Senin, 09 Juni 2014

makalah maqashid as-syari'ah

MAQASHID AS-SYARI’AH

Disusun Guna Memenuhi Tugas Semester Genap
Mata Kuliah: Ushul Fiqh
Dosen Pengampu: Ridwan, M.Ag




Disusun oleh:

1.      Dewi Aminatul Zahro                   (133111160)
2.      U’thiya Ni’matur Robiah              (133111162)
3.      Khoirrosyid Oktifu’adi                 (133111163)





FAKULTAS ILMU TARBIYAH DAN KEGURUAN
INSTITUT AGAMA ISLAM NEGERI WALISONGO
SEMARANG
2014

I.                   PENDAHULUAN
Al-Qur’an dan Sunnah Nabi SAW adalah sebagai sumber utama hukum Islam yang bersifat wajib, atau mutlaq di percayai dan di anut oleh seorang muslim, selain menunjukkan hukum dengan bunyi bahasanya juga dengan ruh tasyri’ atau Maqasid Syari’ah.
Melalui Maqasid Syari’ah inilah ayat-ayat dan hadits-hadits hukum yang secara kuantitatif sangat terbatas jumlahnya dapat dikembangkan untuk menjawab permasalahan–permasalahan yang secara kajian kebahasaan tidak tertampung oleh al-Quran dan Sunnah. Pengembangan ini dengan menggunakan metode istinbat seperti qiyas, istihsan, maslahah mursalah, dan ‘urf yang juga disebut sebagai dalil.

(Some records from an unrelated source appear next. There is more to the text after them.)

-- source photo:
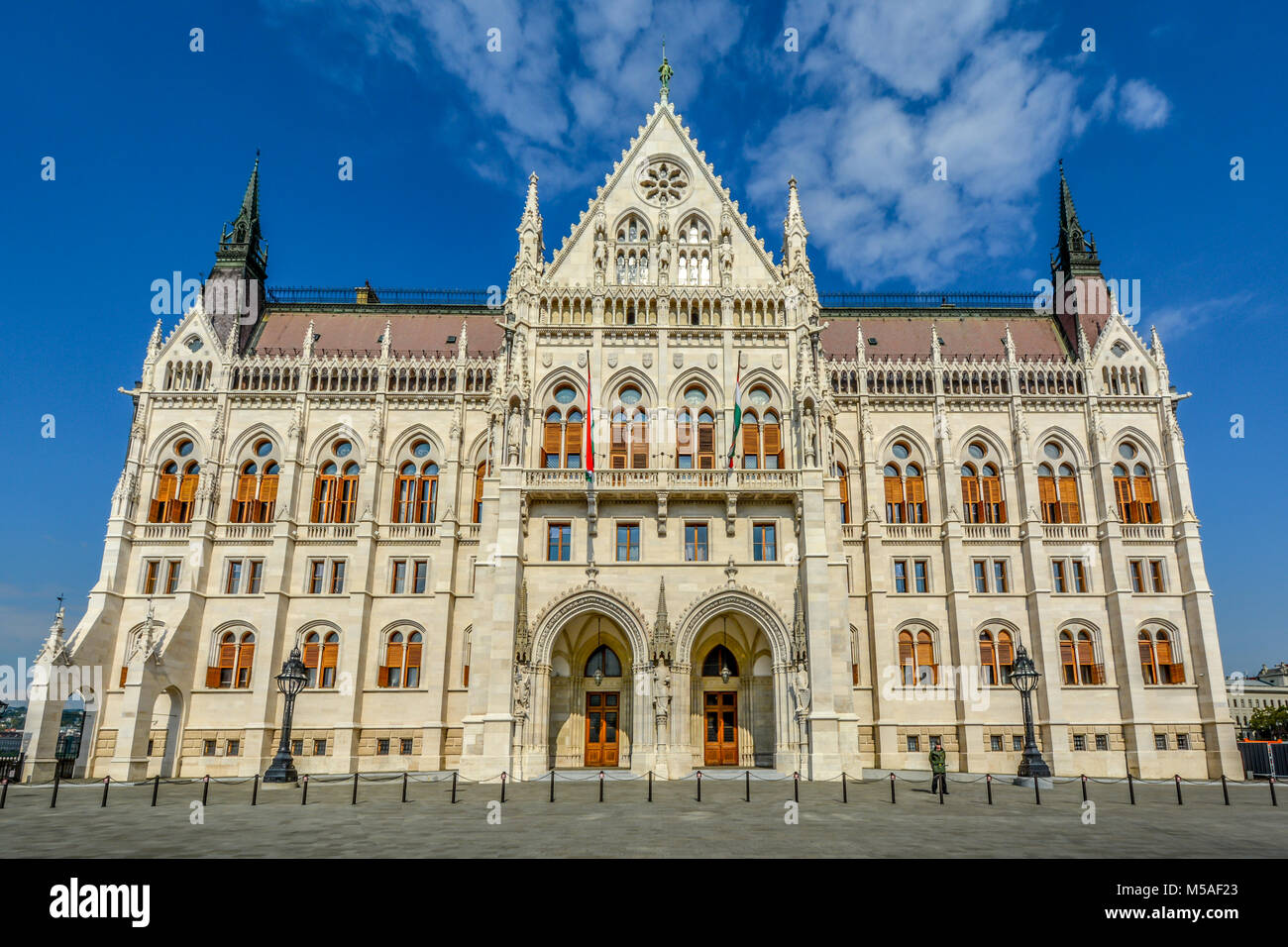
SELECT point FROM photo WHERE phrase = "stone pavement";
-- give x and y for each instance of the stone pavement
(675, 825)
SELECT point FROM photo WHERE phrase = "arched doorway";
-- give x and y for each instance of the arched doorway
(732, 694)
(163, 733)
(591, 694)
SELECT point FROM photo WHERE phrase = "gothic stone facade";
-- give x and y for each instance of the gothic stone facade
(394, 487)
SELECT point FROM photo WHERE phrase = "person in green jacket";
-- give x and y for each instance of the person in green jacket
(939, 767)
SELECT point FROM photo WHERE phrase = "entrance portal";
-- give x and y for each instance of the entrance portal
(720, 746)
(601, 718)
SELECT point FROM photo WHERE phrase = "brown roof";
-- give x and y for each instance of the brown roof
(1035, 337)
(351, 331)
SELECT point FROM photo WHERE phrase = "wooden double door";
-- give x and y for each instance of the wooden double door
(720, 732)
(603, 712)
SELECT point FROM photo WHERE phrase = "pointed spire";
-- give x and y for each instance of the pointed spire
(1076, 250)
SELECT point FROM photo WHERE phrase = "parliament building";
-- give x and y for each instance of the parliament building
(657, 506)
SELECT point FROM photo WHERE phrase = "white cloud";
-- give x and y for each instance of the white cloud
(1142, 106)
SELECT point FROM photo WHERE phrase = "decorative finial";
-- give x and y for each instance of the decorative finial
(665, 72)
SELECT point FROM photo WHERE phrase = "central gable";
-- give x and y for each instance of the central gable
(664, 172)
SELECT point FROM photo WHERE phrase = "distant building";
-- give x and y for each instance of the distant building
(1247, 694)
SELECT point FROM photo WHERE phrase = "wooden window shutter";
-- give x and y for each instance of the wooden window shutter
(639, 445)
(773, 440)
(1047, 500)
(552, 438)
(245, 659)
(1069, 510)
(1122, 493)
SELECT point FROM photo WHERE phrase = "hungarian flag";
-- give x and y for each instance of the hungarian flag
(589, 454)
(737, 416)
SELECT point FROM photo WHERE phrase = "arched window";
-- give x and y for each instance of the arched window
(1134, 491)
(233, 661)
(1160, 659)
(335, 488)
(845, 491)
(717, 660)
(605, 661)
(1078, 659)
(176, 492)
(982, 487)
(321, 655)
(400, 667)
(917, 659)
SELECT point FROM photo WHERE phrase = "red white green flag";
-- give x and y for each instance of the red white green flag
(589, 454)
(737, 416)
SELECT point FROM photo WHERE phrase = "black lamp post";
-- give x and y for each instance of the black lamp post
(290, 682)
(1024, 678)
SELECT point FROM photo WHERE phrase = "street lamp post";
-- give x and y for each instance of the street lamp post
(1024, 678)
(290, 682)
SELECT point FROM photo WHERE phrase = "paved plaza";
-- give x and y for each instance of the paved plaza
(625, 825)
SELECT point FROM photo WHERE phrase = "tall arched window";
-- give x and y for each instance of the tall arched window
(321, 655)
(1078, 659)
(905, 487)
(400, 665)
(982, 487)
(233, 661)
(1160, 659)
(335, 488)
(1134, 491)
(605, 661)
(917, 659)
(176, 492)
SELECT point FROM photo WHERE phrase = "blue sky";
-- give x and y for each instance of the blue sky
(153, 144)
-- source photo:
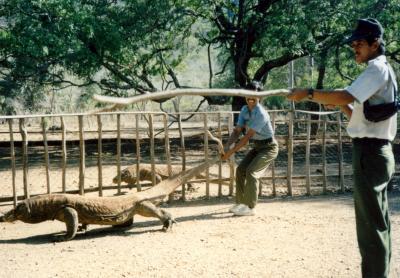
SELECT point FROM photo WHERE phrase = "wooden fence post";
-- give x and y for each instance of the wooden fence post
(232, 158)
(340, 149)
(324, 178)
(24, 135)
(81, 156)
(220, 160)
(308, 143)
(152, 160)
(273, 115)
(167, 150)
(100, 154)
(46, 154)
(183, 152)
(206, 155)
(12, 154)
(119, 153)
(138, 185)
(64, 154)
(290, 153)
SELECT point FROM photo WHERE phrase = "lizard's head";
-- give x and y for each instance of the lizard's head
(126, 176)
(19, 213)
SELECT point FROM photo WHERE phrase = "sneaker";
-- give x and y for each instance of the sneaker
(235, 207)
(244, 211)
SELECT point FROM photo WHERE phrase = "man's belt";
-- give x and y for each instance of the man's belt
(264, 141)
(370, 141)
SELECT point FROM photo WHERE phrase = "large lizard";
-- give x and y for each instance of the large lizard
(117, 210)
(129, 175)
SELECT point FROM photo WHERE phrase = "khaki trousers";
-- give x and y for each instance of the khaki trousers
(250, 170)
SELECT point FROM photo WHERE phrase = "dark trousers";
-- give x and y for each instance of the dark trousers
(373, 166)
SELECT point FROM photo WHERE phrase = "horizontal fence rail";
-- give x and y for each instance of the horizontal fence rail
(82, 153)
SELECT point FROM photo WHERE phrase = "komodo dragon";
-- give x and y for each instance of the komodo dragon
(117, 210)
(129, 176)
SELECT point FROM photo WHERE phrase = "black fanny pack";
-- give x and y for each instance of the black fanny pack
(381, 112)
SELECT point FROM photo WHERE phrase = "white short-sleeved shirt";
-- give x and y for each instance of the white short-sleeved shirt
(257, 119)
(375, 84)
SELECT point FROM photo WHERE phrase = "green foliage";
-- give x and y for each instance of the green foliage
(132, 46)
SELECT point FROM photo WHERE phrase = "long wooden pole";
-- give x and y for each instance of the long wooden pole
(189, 92)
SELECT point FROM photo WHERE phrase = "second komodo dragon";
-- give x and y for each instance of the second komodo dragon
(117, 210)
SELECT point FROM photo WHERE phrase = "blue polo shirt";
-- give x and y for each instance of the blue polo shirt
(258, 120)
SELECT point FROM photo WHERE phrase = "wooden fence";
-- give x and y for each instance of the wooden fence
(148, 132)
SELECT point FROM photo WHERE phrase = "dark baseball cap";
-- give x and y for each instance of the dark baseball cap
(366, 28)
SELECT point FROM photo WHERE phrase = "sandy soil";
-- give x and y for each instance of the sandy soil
(288, 237)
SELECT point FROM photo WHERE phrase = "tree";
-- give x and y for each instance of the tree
(257, 36)
(114, 45)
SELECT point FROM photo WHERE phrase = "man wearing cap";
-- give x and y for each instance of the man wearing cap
(256, 121)
(373, 159)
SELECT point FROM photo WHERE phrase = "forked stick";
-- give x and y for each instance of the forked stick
(190, 92)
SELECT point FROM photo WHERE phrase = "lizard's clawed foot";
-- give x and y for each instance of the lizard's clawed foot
(168, 224)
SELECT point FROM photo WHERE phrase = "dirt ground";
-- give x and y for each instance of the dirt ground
(288, 237)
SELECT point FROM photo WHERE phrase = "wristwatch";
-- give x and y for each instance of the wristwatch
(310, 94)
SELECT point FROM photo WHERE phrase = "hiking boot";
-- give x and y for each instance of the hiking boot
(235, 207)
(244, 211)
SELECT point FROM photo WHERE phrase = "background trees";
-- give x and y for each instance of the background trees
(133, 46)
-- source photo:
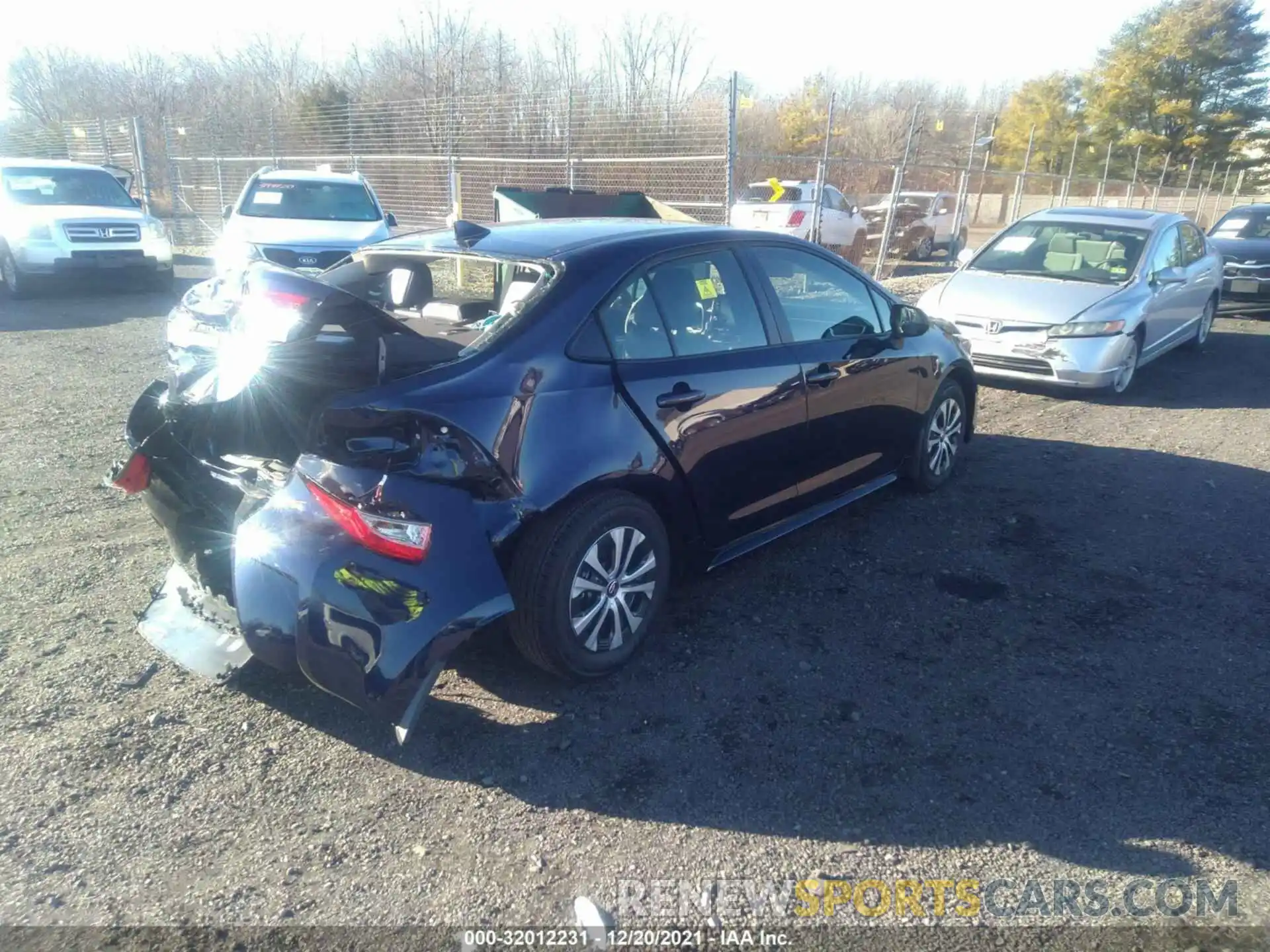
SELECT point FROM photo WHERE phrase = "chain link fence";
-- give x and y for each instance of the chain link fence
(433, 158)
(429, 159)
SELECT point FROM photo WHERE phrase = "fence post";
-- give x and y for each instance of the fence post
(1107, 171)
(568, 140)
(1021, 182)
(822, 173)
(963, 190)
(1071, 168)
(1133, 182)
(730, 163)
(106, 141)
(1155, 198)
(897, 183)
(139, 153)
(984, 173)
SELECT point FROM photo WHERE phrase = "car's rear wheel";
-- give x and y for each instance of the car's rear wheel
(1206, 327)
(940, 441)
(17, 285)
(588, 586)
(923, 249)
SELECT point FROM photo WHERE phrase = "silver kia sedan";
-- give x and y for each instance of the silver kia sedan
(1082, 298)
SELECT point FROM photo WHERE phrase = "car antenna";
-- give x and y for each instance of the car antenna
(468, 234)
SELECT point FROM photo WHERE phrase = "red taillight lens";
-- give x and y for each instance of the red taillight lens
(134, 476)
(397, 539)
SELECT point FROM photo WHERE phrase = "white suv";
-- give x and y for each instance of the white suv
(60, 218)
(302, 220)
(788, 207)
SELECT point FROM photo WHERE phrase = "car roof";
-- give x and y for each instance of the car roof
(308, 175)
(18, 163)
(562, 238)
(1115, 218)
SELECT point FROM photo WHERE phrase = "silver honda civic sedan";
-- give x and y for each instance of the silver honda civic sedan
(1082, 298)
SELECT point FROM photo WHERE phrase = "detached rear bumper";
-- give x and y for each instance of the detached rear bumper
(263, 571)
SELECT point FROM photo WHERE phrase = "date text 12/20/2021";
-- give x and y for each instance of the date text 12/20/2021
(620, 938)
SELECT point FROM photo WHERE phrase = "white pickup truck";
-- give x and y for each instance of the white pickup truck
(789, 208)
(59, 218)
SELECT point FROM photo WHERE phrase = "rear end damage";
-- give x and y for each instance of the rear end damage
(314, 539)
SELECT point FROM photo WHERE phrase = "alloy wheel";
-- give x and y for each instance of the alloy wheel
(613, 589)
(943, 437)
(1127, 368)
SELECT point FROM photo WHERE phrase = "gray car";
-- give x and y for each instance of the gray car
(1082, 298)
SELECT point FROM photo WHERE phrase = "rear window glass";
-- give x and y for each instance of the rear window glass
(763, 193)
(1242, 223)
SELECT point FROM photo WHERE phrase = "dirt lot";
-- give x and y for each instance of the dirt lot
(1057, 666)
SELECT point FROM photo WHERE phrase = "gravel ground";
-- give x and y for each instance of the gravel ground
(1056, 666)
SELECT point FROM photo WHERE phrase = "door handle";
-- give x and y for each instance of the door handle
(824, 375)
(680, 399)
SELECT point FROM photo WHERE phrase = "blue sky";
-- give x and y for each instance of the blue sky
(964, 41)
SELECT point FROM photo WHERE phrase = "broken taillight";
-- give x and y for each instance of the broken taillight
(134, 476)
(397, 539)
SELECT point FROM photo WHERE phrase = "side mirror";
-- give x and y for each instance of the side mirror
(907, 321)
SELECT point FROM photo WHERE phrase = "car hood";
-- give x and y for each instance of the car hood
(30, 215)
(1017, 299)
(1244, 251)
(296, 233)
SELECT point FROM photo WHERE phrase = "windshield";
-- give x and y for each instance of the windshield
(465, 299)
(762, 192)
(45, 186)
(318, 201)
(1066, 252)
(1242, 223)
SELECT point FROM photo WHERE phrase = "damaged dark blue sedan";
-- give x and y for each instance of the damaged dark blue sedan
(538, 422)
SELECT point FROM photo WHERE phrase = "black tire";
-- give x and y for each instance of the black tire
(1206, 327)
(923, 249)
(926, 471)
(17, 285)
(542, 575)
(1119, 383)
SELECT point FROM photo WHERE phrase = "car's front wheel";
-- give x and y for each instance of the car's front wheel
(1206, 325)
(940, 441)
(588, 584)
(17, 284)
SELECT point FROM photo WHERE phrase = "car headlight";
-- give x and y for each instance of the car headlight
(1086, 329)
(234, 255)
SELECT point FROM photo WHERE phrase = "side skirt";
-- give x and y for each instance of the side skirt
(795, 522)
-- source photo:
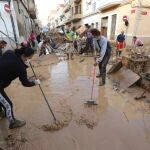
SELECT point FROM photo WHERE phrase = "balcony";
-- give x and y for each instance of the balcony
(77, 1)
(76, 17)
(32, 9)
(67, 8)
(109, 3)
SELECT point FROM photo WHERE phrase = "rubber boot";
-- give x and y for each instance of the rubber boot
(101, 83)
(2, 113)
(67, 56)
(71, 56)
(16, 124)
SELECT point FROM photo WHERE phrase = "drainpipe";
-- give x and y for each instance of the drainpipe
(6, 28)
(13, 25)
(137, 18)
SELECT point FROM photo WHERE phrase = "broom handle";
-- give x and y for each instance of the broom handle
(43, 93)
(93, 82)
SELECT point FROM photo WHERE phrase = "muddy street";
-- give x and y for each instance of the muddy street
(118, 122)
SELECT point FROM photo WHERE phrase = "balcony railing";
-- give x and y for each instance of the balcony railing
(67, 8)
(77, 1)
(109, 3)
(76, 17)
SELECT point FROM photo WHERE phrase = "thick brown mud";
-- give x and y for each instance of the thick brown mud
(118, 122)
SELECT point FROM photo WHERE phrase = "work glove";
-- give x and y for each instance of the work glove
(37, 82)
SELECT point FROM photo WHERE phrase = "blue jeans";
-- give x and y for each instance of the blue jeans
(103, 64)
(89, 43)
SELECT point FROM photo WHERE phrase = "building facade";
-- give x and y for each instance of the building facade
(19, 23)
(136, 12)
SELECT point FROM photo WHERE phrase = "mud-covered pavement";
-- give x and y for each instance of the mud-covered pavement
(117, 123)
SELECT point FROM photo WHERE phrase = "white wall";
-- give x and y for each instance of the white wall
(8, 29)
(91, 19)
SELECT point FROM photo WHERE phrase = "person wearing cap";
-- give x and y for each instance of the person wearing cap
(12, 66)
(105, 54)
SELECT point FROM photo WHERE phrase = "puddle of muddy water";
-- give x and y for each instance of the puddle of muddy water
(88, 128)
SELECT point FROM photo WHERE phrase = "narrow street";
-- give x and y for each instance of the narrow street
(118, 122)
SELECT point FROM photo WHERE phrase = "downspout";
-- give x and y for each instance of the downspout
(138, 10)
(13, 25)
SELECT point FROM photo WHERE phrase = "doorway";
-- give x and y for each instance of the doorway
(104, 26)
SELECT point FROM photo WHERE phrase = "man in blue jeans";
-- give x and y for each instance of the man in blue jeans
(89, 40)
(105, 54)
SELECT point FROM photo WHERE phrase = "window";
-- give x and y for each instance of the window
(96, 25)
(76, 9)
(72, 11)
(87, 6)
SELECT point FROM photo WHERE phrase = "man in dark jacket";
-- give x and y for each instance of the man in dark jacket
(2, 45)
(12, 66)
(105, 54)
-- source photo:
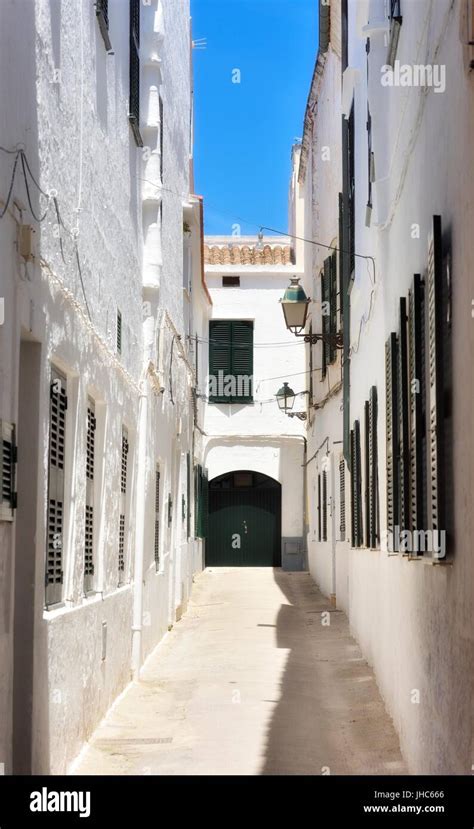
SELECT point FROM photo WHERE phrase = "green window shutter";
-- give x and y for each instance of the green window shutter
(220, 358)
(197, 478)
(57, 459)
(242, 360)
(341, 260)
(367, 473)
(416, 339)
(403, 422)
(319, 507)
(8, 460)
(373, 470)
(391, 432)
(356, 486)
(188, 495)
(325, 505)
(205, 505)
(436, 513)
(325, 314)
(333, 305)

II.                RUMUSAN MASALAH
A.    Apa pengertian dari Maqashid as-Syari’ah?
B.     Apa manfaat mempelajari dan tujuan umum Maqashid as-Syari’ah?
C.     Bagaimana urutan Maqashid as-Syari’ah?
D.    Apa peranan Maqashid as-Syari’ah dalam pengembangan hukum?

III.             PEMBAHASAN
A.       Pengertian Maqashid as-Syari’ah
Secara bahasa (etimologi), maqashid as-syari’ah terdiri dari dua kata yaitu maqahsid dan as-syari’ah. Maqashid (مقاصد  ( berarti bentuk jama’ dari maqshud ( مقصود ) yang barasal dari suku kata qashada ( قصد ) yang artinya kesengajaan atau tujuan. Syari’ah artinya jalan menuju sumber air yang dapat pula dikatakan sebagai jalan ke arah sumber pokok kehidupan. Sedangkan menurut istilah (terminologi) maqashid as-syari’ah adalah kandungan nilai yang menjadi tujuan pensyari’atan hukum.[1]
Maqashid as-syari’ah berarti tujuan Allah dan Rasul-Nya dalam merumuskan hukum-hukum Allah. Tujuan itu dapat ditelusuri dalam ayat-ayat Al-Qur’an dan Sunnah Rasulullah sebagai alasan logis bagi rumusan suatu hukum yang berorientasi kepada kemaslahatan umat manusia.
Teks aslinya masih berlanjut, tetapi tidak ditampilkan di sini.